Jimmy Hoffa MURDER WEAPON Could Be Buried In Detroit Backyard: New Photos Reveal Location Of Concrete Graveyard THREE MILES From Where Labor Boss Was Last Seen Alive
Aug. 1 2022, Published 1:24 p.m. ET
A bombshell new report has detailed the potential site where the FBI could dig for Jimmy Hoffa's murder weapon.
According to the website Knewz, law enforcement has been told the gun used to kill the legendary labor leader lies in a graveyard located in the backyard of a private residence in Franklin, Michigan.
Hoffa disappeared in Detroit on July 30, 1975.
In intriguing new details in the longstanding mystery, the house where the weapon is thought to be buried once belonged to longtime Detroit mob associate Leonard “Little Lenny” Schultz.
The location is only a three-mile car ride from the shopping plaza parking lot Hoffa was last seen alive, Knewz reported.
One source told Knewz Hoffa was murdered at Schultz's then residence.
“There's a patch of concrete in Lenny's old backyard, it's out of place and underneath it is a murder-weapon graveyard," the informant said.
"They (the Detroit mob) used Lenny's property to bury guns, knives, garrots, all kind of weapons used on hits. The whole Hoffa murder kit so to speak was ditched in Lenny's backyard and paved over."
“Little Lenny” Schultz was a multi-time convicted felon and well-known labor racketeer.
He died in retirement in Florida in 2013 at age 96. He moved from the Detroit residence in the years after Hoffa disappeared and his name had faded from the headlines.
Adding to weight to the new lead, Keith Corbett, the lead attorney in the federal Hoffa case task-force for two decades, described Schultz as a“lost player in the narrative surrounding the Hoffa case.”
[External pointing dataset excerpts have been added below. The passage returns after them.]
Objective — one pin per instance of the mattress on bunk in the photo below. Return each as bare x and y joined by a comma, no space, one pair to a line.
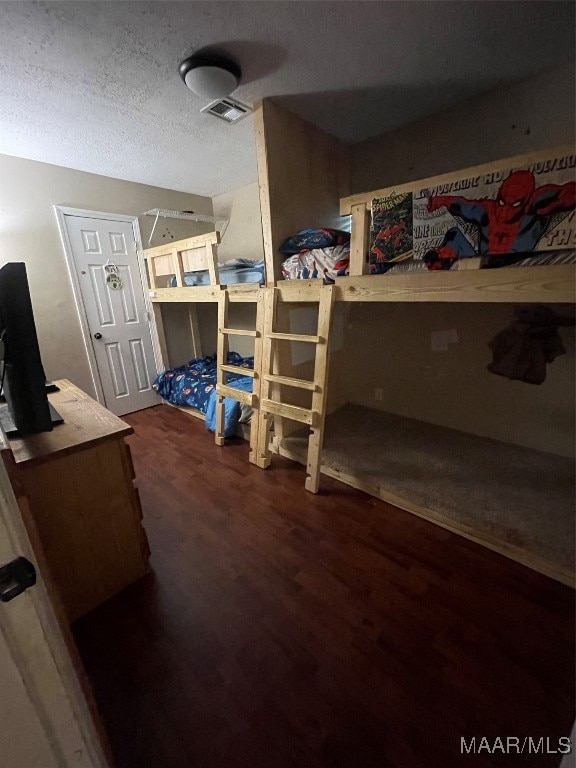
230,273
194,385
327,263
535,259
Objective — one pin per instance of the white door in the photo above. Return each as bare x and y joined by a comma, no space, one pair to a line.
106,265
44,718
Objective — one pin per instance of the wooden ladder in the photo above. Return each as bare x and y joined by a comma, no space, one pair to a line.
272,382
223,389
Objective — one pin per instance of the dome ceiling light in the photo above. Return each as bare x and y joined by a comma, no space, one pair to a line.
210,75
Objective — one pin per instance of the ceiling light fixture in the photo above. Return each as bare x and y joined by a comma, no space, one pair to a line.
210,75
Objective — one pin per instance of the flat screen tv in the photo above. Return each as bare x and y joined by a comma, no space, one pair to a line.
27,409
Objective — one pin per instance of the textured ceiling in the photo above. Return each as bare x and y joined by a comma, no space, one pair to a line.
94,85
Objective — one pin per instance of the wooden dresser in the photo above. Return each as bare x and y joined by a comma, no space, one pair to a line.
76,490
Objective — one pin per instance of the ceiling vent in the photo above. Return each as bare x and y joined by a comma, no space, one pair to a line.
227,109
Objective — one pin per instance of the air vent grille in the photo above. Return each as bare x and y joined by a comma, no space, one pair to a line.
227,109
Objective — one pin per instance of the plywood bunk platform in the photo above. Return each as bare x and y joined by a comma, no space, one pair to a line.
512,499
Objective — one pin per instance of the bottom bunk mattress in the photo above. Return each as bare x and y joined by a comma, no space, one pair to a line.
194,385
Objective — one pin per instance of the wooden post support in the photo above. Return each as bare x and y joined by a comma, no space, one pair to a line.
360,239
"There was quite a bit of ruckus in the media with the big-name Italian mafia bosses and skippers hovering around this case and then you have this tiny Jewish labor fixer, jack of all trades type in the Detroit organized crime group,” said Corbett.
“People forget about him. We looked at him as someone who knew more than most and that was significant especially considering he wasn't Italian."
RadarOnline.com has obtained photos of the Detroit area home that is now the subject of renewed interest on the 47thanniversary of Hoffa’s disappearance.
The images show “the out-of-place patch of concrete."
Last week, the FBI said it found no evidence of Hoffa during a search of land under a New Jersey bridge.
“Nothing of evidentiary value was discovered during that search,” said Mara Schneider, an FBI spokeswoman in Detroit.
“While we do not currently anticipate any additional activity at the site, the FBI will continue to pursue any viable lead in our efforts to locate Mr. Hoffa.”
Hoffa was president of the 2.1 million-member Teamsters union from 1957 to 1971, even keeping the title while in prison for trying to bribe jurors during a previous trial.
He was released from prison in 1971 when President Richard Nixon shortened his sentence.
It has been long speculated that Hoffa, who was 62 when he died, was slain by enemies because he was planning a Teamsters comeback.